今年は、作曲家アーノルト・シェーンベルクの生誕250年となる。シェーンベルクというと、「新ヴィーン楽派」の大御所と位置付けられている。そういわれても、シェーンベルクの音楽は何だんだ、よくわからない、知らないという人も多いと思う。


ぼくはこれまで代表作では、⟪期待⟫と⟪モーゼとアロン⟫、⟪今日から明日まで⟫の舞台音楽(オペラ)、⟪月に憑かれたピエロ⟫、⟪グレの歌⟫を聞いているはずだ。それは間違いない。交響詩⟪ペレアスとメリザンド⟫も聞いたことがあるように思うけど、定かではない。


シェーンベルクの音楽では、「調性音楽」とか「無調音楽」、あるいは「十二音技法」など、素人にはよくわからないことばが使われる。あるいは、シェーンベルクの音楽は「表現主義」の音楽ともいわれる。


しかしぼくはそういっても、シェーンベルクの音楽が難解になるだけだと思う。


シェーンベルクの音楽を聞いて感じるのは、それまでヴァグナーやR. シュトラウスなどの後期ロマン派の音楽で、絶頂に達したクラシック音楽に限界が見え、それをぶち壊してやろうとしていることだ。

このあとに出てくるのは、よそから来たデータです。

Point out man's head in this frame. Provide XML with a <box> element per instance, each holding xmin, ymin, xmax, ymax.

現代音楽のはじまりだともいえる。


ここでまた、「現代音楽」というわからないことばを使ってしまった。「現代音楽」ということばを使うよりは、シェーンベルクは音楽で何を表現しようとしているのか感じるほうがいいし、考えるほうがいい。


ぼくは、シェーンベルクは自分に、人間にとても正直な人だったと思う。それはどういうことか。人間にはいいところも、悪いところもあり、ドロドロしている。その人間のすべてをアクセプトして、悪いところも音楽でさらけだしてしまえ、人間の心にあるすべてのものを音で表現してしまえというのがシェーンベルクの音楽ではないかと思う。


その試行錯誤の過程において、シェーンベルクの音楽は「調性」から「無調」に、そして「十二音技法」に変わっていったのではないか。当時としては「異端児」であり、「とんでもないやつ」だったのだと思う。


今回めったに聞けない⟪ヤコブの梯子⟫を、音楽監督のペトレンコがベルリンフィルと一緒に取り上げるというので、「しめた」と思っていってきた。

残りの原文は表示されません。